Anyway, more importantly, I’m slightly panicking now because I haven’t had them. I must have been around them numerous times because my four siblings and many cousins have had them, as must have my school friends. So I’ve either just been really lucky or I’m immune. I’m really hoping that I’m either one of these things again now because it would be really, really bad luck for me to come out with them, or worse – shingles, just before a holiday that I have been looking forward to for almost a year.
I don’t know what is worse, getting them before I go and having to fly with crusty scabs all over me or when I’m over there and walking around the Lone Star state covered in blistering spots.

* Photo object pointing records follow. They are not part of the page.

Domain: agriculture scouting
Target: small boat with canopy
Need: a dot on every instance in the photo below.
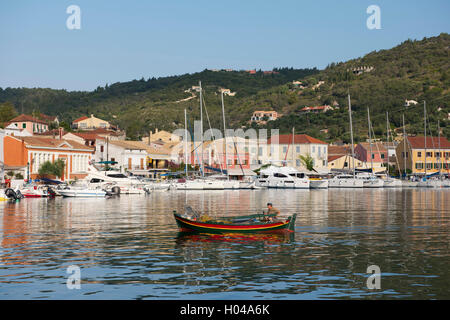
(194, 221)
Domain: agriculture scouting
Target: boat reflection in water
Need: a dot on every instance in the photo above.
(186, 238)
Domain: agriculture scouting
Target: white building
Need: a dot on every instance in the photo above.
(285, 149)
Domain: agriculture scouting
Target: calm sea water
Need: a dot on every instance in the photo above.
(130, 248)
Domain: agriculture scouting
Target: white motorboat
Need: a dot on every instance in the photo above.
(392, 183)
(98, 178)
(282, 177)
(82, 193)
(227, 184)
(370, 181)
(430, 183)
(199, 184)
(318, 183)
(409, 184)
(345, 181)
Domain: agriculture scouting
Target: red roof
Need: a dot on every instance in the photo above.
(315, 108)
(80, 119)
(432, 142)
(87, 135)
(298, 139)
(26, 118)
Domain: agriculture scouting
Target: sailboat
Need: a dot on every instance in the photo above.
(347, 180)
(370, 180)
(425, 182)
(390, 182)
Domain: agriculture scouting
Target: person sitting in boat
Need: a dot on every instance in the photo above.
(271, 210)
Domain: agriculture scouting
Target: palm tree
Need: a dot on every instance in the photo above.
(308, 162)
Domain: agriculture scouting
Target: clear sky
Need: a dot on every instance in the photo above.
(125, 40)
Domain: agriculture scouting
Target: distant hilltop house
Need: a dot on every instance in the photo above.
(29, 123)
(360, 70)
(298, 84)
(410, 102)
(90, 123)
(227, 92)
(264, 116)
(318, 109)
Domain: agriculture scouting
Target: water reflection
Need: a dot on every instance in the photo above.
(129, 247)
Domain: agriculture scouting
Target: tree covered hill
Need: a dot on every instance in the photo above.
(141, 105)
(381, 81)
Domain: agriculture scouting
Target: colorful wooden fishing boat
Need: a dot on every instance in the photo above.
(192, 221)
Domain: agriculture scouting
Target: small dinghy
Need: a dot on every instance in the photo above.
(192, 220)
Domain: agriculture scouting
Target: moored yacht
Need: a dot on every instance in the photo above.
(345, 181)
(370, 181)
(282, 177)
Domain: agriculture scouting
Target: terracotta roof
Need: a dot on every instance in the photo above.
(80, 119)
(139, 145)
(375, 146)
(332, 158)
(432, 142)
(53, 143)
(26, 118)
(50, 133)
(47, 118)
(298, 139)
(339, 150)
(86, 135)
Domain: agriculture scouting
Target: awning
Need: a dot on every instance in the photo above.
(238, 172)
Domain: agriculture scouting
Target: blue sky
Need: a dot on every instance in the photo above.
(125, 40)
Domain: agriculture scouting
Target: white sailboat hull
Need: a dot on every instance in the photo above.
(345, 183)
(83, 193)
(392, 183)
(318, 184)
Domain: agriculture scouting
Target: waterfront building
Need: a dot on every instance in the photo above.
(415, 152)
(90, 123)
(32, 152)
(29, 123)
(378, 157)
(282, 148)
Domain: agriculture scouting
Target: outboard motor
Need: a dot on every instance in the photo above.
(51, 193)
(11, 194)
(19, 194)
(115, 190)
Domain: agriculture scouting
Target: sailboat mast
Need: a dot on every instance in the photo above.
(185, 142)
(439, 150)
(201, 128)
(351, 134)
(404, 145)
(425, 126)
(370, 140)
(293, 147)
(387, 141)
(225, 136)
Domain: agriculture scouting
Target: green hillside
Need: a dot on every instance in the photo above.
(414, 70)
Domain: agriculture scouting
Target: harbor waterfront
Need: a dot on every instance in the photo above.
(129, 247)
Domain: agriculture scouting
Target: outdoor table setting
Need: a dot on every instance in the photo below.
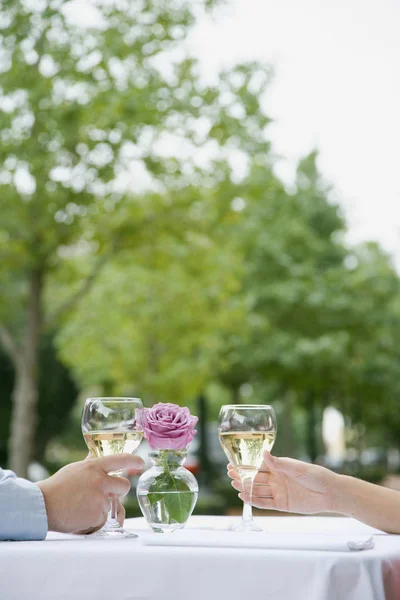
(295, 557)
(170, 554)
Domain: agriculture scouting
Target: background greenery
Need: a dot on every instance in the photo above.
(147, 247)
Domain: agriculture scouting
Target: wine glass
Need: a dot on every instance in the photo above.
(245, 431)
(111, 426)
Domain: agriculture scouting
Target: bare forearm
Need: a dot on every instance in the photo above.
(374, 505)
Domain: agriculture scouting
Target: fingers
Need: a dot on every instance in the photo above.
(118, 462)
(118, 486)
(261, 490)
(289, 466)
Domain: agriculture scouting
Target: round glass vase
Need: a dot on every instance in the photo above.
(167, 492)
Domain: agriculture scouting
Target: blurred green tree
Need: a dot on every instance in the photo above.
(57, 395)
(91, 109)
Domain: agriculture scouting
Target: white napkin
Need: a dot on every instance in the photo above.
(281, 541)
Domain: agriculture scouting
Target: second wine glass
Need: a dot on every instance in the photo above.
(245, 432)
(111, 426)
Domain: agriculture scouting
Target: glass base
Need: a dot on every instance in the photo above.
(247, 526)
(116, 533)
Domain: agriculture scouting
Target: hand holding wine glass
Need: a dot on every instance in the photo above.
(245, 432)
(111, 426)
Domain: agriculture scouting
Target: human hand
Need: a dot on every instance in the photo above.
(77, 496)
(290, 485)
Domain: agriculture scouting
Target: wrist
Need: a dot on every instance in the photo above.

It doesn’t even bear thinking about that I might get them the day before we’re due to travel and I’ll have to postpone our trip – that just cannot be a possibility. And let’s face it, I’m no spring chicken, I won’t just get on with it like these youngsters do, I’ll get it really bad and suffer terribly. I can’t have that.
I know I should be worrying about my little girl, bless her, I must sound so mean worrying about myself. So far she’s been absolutely fine, she’s been on the trampoline this afternoon for goodness sake. And God willing, she’ll be spot free in ten days time (and so will I) and we’ll be on that plane as planned. I think I’m going to consult Dr Google and see if there is anything I can do to stop them coming? I know, I know, I’m over thinking, but this is different, I have good cause.